Ci troviamo a fare terapia gli uni nelle case degli altri, separati da un monitor che accorcia le distanze nel svelare parti di sé sino a d’ora rimaste solo sognate.

Durante le sedute irrompono animali domestici; con i pre-adolescenti e gli adolescenti compaiono giochi di infanzia, parti importanti del loro passato e del loro presente che vengono mostrati attraverso la webcam; il paziente porta il “faccione” del terapeuta a esplorare il suo mondo, quello reale, e improvvisamente ciò che prima veniva scambiato sul piano dialogico, aprendo delle possibilità sul simbolico, assume sembianze concrete e reali.

Compaiono modi diversi di stare in relazione dietro allo schermo: tra i più giovani, alcuni che utilizzavano modalità relazionali più regressive evolvono e improvvisamente attingono a risorse più mature; altri continuano a “giocare” come se lo schermo non avesse modificato la possibilità di stare insieme come accadeva prima; altri ancora, appaiono maggiormente in grado di allentare le difese, scavando nel profondo più di quanto non fossero disposti a fare “in presenza”.

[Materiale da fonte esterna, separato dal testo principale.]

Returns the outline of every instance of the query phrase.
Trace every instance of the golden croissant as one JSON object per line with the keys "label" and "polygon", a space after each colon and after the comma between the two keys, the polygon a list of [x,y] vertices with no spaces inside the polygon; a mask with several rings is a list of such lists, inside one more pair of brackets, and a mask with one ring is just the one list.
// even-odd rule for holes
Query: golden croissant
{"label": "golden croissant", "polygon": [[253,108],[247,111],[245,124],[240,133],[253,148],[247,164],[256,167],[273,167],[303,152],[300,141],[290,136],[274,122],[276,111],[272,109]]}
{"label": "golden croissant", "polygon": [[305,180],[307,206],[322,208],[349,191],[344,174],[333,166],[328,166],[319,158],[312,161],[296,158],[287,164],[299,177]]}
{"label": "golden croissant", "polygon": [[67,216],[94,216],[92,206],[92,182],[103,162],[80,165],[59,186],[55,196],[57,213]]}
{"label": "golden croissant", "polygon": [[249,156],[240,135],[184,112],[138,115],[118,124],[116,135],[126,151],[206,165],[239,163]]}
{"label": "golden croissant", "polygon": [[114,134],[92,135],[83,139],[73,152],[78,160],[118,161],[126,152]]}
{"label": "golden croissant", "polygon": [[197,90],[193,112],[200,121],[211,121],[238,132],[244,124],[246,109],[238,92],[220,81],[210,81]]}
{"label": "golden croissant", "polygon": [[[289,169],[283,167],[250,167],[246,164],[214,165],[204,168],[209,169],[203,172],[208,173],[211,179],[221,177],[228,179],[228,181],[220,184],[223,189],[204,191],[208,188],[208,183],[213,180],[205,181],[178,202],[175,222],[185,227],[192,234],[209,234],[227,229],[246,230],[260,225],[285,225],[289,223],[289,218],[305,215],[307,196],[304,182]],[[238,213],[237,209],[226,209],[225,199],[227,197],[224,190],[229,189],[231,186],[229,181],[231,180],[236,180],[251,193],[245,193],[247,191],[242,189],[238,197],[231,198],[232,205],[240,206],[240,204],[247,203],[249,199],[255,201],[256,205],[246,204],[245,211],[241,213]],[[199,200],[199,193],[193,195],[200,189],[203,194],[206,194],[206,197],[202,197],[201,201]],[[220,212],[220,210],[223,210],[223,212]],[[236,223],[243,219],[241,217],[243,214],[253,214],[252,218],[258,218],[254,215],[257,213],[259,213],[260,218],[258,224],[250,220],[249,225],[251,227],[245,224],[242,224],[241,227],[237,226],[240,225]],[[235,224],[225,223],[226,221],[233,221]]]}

Necessariamente questa situazione segna un “prima” e un “dopo” in noi terapeuti, nei nostri pazienti ma anche nel nostro percorso formativo; inevitabilmente i pazienti che abbiamo in carico in questo tempo tracceranno le orme del nostro essere terapeuti perché, ancor prima di un tempo maturo per farlo, ci siamo trovati a “reinventare” quelle regole spazio-temporali proprie del setting analitico che, nella loro comodità, permettono al terapeuta di costituire e, col tempo, affidarsi a quello che diventerà il proprio setting interno.

Bleger (1966) definiva il setting un “non processo” che si distingue e rende possibile il processo del trattamento psicoanalitico. Una sorta di struttura invariante che viene percepita soltanto quando è interessata da qualche modificazione.

Certo l’autore non immaginava un cambiamento di tale entità ma poiché considerava il setting anche “il depositario delle parti simbiotiche della coppia analitica, come un’istituzione invisibile che si sottrae all’elaborazione” credo che sia doveroso prenderne in esame gli effetti, attuali e futuri per il paziente ma soprattutto per il nostro essere terapeuti.



Bibliografia


Freud S. (1911 – 1913). Tecnica della Psicoanalisi. In: OSF Vol.6. Torino: Boringhieri.


Bleger J. (1966).“Psicoanalisis del encuadre psicoanalitico”: presentato al II Congresso Psicoanalitico Argentino, pubblicato in Rev. De Psychan., 24,2,1967, pp. 241-258.